The nurse is obtaining a nursing history of a client suspected of having hepatitis C. The nurse should ask the client if he has:
- A. Drunk contaminated water.
- B. Traveled to India.
- C. Had a tattoo.
- D. Eaten shellfish.
Correct Answer: C
Rationale: Hepatitis C is commonly transmitted through blood exposure, such as via tattoos with unsterile equipment. The other options are more associated with hepatitis A.
A 5-year-old child is admitted with a fever and rash. The nurse suspects scarlet fever.

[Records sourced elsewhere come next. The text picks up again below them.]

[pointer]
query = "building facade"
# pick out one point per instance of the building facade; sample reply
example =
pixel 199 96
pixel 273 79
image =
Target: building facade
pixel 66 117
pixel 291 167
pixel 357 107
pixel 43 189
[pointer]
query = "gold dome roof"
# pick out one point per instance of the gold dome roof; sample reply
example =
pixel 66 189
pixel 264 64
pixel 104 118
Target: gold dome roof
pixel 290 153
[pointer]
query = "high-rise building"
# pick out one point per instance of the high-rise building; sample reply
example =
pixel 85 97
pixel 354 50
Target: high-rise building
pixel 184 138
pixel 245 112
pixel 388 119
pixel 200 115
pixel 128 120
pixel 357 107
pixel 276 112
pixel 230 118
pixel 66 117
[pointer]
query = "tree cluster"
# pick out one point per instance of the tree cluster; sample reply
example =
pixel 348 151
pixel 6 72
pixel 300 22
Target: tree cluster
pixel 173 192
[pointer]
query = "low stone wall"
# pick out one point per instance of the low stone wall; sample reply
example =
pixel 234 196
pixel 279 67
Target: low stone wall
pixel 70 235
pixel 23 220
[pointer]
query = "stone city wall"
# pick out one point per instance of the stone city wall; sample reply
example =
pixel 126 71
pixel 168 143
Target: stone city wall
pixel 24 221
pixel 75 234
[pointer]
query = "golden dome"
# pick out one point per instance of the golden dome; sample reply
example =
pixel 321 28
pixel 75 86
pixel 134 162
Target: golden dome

Which assessment finding supports this diagnosis?
- A. Strawberry tongue
- B. Koplik spots
- C. Vesicular rash
- D. Pustules on the trunk
Correct Answer: A
Rationale: Strawberry tongue is a characteristic sign of scarlet fever, caused by group A Streptococcus, aiding in diagnosis confirmation.
The nurse tells a rape victim that even if she was protected against pregnancy by a contraceptive and the attention of taking any legal action against her assailant, she should still be checked by a physician for early detection of which of the following?
- A. Sexually transmitted disease.
- B. Anxiety reaction.
- C. Periurethral tears.
- D. Menstrual difficulties.
Correct Answer: A
Rationale: A physician should check for sexually transmitted diseases, as rape increases the risk of infection, which requires early detection and treatment.
An adolescent is being prepared for an emergency appendectomy. The nurse should tell the client? Select all that apply.
- A. Friends can visit whenever they want.
- B. The scar will be small.
- C. The teen will be back in school in 1 week.
- D. Antibiotics will be given to prevent an infection.
- E. A dressing will stay in place for 1 week.
Correct Answer: B,C,D
Rationale: A small scar, school return in about a week, and prophylactic antibiotics are accurate expectations for appendectomy recovery. Unrestricted visits and prolonged dressing use are incorrect.